Setiap santri dikenakan jadwa piket secara bergantian. Tugasnya melayani para pengunjung yang datang ke dayah itu. Seorang santri tersenyum dan menanyakan saya mau bertemu dengan siapa. Lalu, dia mengajak saya keliling kompleks dayah seluas empat hektar itu. Saya juga ditemani seorang guru di dayah itu, Safrizal. Safrizal menyebutkan, santri sudah banyak yang pulang kampung karena liburan.

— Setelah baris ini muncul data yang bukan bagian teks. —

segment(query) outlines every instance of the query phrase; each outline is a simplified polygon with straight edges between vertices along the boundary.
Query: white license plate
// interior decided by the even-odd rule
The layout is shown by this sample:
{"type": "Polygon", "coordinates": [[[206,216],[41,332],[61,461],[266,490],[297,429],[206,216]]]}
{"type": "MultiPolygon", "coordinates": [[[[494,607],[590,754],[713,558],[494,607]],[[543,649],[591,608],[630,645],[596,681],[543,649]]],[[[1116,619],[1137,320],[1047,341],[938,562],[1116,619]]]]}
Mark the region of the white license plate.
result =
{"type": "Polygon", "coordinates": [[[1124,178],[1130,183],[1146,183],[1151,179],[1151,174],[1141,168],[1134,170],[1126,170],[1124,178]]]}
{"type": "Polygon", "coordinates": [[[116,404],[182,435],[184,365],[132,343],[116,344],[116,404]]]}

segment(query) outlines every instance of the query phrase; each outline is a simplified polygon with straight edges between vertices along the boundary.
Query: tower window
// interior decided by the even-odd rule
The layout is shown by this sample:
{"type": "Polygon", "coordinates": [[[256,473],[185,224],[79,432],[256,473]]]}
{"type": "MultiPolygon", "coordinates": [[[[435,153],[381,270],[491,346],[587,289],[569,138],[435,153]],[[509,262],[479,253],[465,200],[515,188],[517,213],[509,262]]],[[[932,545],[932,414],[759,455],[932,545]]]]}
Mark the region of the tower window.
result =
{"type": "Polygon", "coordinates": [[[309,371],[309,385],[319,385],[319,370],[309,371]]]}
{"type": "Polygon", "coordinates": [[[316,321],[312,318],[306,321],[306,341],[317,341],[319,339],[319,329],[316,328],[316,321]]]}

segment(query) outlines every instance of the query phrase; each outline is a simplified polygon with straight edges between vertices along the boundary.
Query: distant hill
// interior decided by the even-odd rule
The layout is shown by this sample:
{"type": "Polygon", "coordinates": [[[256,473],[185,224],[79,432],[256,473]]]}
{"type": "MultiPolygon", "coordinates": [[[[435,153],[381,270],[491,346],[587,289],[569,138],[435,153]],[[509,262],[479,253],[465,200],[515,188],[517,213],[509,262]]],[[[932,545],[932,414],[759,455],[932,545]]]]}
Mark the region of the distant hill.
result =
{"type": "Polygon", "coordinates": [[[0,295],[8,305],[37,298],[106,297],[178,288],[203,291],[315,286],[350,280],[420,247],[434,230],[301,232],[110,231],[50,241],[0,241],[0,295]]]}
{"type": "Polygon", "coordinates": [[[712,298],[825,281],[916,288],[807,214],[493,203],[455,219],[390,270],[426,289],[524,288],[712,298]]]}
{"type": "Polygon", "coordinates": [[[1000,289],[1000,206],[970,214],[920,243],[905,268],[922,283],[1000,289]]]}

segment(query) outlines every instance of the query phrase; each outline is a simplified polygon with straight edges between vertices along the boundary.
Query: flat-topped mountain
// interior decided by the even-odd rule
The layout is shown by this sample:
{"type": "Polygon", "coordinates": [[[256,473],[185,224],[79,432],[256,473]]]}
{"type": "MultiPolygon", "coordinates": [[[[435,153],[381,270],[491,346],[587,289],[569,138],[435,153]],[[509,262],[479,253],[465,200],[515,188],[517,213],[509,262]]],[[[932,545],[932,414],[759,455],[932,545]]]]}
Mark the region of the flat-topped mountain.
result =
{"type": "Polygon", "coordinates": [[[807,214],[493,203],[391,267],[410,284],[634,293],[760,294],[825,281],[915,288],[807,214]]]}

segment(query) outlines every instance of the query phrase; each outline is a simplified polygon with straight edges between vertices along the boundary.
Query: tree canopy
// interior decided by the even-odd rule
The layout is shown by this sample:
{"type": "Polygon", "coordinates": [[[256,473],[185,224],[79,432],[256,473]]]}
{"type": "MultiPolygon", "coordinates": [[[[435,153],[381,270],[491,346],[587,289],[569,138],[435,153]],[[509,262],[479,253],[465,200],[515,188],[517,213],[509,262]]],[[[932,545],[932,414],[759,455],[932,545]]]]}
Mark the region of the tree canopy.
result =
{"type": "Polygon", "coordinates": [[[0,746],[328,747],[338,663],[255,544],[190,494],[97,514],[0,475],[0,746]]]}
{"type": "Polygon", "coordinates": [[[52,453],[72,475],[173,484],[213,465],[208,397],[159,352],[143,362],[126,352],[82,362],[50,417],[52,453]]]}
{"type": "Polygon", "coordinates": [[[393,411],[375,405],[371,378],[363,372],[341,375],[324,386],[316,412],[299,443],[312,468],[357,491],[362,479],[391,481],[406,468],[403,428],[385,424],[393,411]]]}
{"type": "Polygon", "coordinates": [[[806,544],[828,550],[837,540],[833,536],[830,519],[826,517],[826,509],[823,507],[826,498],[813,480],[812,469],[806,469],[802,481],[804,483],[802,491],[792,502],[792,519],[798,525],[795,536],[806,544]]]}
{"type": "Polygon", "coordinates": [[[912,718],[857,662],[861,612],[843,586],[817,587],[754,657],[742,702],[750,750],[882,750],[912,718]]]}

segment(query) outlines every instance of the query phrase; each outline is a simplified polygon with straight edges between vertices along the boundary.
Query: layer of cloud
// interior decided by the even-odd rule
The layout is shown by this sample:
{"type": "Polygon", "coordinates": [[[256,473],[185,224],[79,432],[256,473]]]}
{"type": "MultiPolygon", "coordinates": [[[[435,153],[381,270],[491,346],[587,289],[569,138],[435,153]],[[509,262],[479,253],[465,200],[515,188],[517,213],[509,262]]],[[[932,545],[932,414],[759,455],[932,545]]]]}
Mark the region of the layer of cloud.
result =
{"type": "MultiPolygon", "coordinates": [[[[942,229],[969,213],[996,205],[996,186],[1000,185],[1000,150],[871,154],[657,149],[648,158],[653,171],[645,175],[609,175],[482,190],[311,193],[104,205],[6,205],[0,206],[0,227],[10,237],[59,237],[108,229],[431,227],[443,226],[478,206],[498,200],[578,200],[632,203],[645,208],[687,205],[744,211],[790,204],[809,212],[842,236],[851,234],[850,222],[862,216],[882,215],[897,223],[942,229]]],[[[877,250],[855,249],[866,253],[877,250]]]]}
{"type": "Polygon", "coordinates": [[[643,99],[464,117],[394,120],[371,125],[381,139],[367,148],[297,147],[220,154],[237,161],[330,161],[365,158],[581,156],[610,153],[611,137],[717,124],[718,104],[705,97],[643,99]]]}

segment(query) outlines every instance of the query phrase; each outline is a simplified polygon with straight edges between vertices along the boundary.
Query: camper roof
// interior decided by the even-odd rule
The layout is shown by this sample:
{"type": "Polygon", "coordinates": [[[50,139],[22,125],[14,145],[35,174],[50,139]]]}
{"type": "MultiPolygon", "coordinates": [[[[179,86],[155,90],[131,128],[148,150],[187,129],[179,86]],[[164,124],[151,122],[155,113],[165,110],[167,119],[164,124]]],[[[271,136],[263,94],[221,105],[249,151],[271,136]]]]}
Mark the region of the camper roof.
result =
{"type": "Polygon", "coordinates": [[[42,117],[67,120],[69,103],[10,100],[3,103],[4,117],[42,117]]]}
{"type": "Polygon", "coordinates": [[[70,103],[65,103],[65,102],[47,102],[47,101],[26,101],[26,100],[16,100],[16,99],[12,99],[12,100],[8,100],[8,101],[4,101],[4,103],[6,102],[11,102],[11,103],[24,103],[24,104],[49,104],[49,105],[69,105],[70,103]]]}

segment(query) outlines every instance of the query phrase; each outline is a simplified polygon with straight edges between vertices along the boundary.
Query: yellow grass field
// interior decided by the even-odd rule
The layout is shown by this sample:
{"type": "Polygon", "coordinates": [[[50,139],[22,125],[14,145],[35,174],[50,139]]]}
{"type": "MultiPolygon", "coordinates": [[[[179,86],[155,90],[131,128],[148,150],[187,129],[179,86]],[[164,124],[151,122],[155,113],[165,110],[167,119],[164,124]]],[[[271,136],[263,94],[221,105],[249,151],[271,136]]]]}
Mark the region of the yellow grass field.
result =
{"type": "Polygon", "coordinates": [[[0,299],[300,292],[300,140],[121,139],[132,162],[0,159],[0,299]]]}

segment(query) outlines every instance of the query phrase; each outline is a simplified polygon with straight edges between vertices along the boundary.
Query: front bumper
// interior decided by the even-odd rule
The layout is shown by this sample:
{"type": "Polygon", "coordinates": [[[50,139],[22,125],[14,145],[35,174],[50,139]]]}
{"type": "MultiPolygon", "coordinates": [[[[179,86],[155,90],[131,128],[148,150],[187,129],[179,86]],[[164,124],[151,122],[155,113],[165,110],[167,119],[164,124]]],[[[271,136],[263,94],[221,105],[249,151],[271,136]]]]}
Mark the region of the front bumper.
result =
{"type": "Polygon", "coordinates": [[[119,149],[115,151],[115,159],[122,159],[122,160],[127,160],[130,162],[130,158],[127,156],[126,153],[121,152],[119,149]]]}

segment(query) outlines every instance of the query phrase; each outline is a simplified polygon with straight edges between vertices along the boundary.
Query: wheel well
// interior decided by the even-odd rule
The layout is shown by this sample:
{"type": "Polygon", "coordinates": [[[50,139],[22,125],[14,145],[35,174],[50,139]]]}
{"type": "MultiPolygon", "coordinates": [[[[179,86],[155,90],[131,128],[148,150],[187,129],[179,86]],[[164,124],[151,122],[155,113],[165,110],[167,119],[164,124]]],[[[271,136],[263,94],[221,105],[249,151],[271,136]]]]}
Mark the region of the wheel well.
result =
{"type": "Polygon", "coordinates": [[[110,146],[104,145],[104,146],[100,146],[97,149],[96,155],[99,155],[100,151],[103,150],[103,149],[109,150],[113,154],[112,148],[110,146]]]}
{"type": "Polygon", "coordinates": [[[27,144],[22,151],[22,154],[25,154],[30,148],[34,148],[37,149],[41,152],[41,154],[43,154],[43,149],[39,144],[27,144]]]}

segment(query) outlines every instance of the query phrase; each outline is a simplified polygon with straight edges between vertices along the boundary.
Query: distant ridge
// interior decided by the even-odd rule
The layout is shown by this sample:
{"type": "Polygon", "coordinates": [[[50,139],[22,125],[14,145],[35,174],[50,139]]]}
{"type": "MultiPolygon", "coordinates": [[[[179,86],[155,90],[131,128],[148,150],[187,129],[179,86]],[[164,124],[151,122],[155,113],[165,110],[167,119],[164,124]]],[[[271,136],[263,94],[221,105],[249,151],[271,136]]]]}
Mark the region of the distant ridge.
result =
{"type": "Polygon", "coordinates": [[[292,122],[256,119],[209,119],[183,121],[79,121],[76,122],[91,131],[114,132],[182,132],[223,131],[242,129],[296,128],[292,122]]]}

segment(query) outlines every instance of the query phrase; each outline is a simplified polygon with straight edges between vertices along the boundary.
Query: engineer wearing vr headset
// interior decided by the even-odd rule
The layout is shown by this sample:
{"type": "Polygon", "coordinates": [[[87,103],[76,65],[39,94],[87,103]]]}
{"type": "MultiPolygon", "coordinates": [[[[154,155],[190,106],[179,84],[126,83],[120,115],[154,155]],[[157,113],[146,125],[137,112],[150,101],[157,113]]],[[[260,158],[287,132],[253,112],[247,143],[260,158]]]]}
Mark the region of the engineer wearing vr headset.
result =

Sepanjang jalan pintu utama, tampak enam orang santri menyapu halaman. “Mereka gotong royong. Itu santri yang tidak pulang kampung,” sebutnya. Melihat kedatangan saya, sontak santri itu melemparkan senyum. Menunduk, memberi hormat.

Tradisi memberi hormat pada tamu, sudah berlangsung lama di dayah itu. Dayah yang didirikan tahun 1985 silam itu menerapkan tiga kurikulum sekaligus dalam proses belajar mengajarnya. Maklum, dayah itu terpadu. Kurikulum Departemen Agama murni diberlakukan untuk santri yang menimba ilmu di sekolah formal, madrasah aliyah dan madrasah tsanawiyah. Gedung dua sekolah formal itu terletak di sebelah timur dayah. Untuk dayah, diterapkan kukrikulum dayah salafi, khusus membaca dan mengkaji kitab kuning. Lalu, kurikulum terakhir, life skill. Memberikan ketrampilan pada santri untuk modal hidup setelah menamatkan pendidikan di dayah yang didirikan Ghazali Mohd Syam bersama tokoh masyarakat Kecamatan Dewantara itu.

Kurikulum terakhir itu memang menjadi tujuan utama sejak pendirian dayah tersebut. Dayah itu didirikan ketika PT Pupuk Iskandar Muda dan PT Asean Aceh Fertilizer mulai beroperasi di Krueng Geukuh, Aceh Utara. Dayah ini dijadikan sebagai penyeimbang perubahan sosial yang terjadi kala itu. Hadirnya perusahaan raksasa itu, dikhawatirkan berdampak pada perubahan gaya hidup masyarakat. “Sehingga masyarakat lebih rajin mencari uang dan melupakan ilmu agama. Ini yang dikhawatirkan pendiri dayah ini,” sebut Pimpinan Dayah itu, Tengku Marwan Kamaruddin.

Awalnya dayah itu hanya berupa balai pengajian berukuran 8 x 10 meter. Santripun hanya datang dari Kecamatan Dewantara dan tidak ada pemondokan. Namun, kegigihan pada pendiri membuat dayah itu semakin berkembang. Tahun 1989, dayah itu berubah status menjadi Yayasan dan mendirikan Madrasah Tsanawiyah dan Aliyah. Tiga tahun kemudian, perbedaan terjadi di tubuh pengelola yayasan.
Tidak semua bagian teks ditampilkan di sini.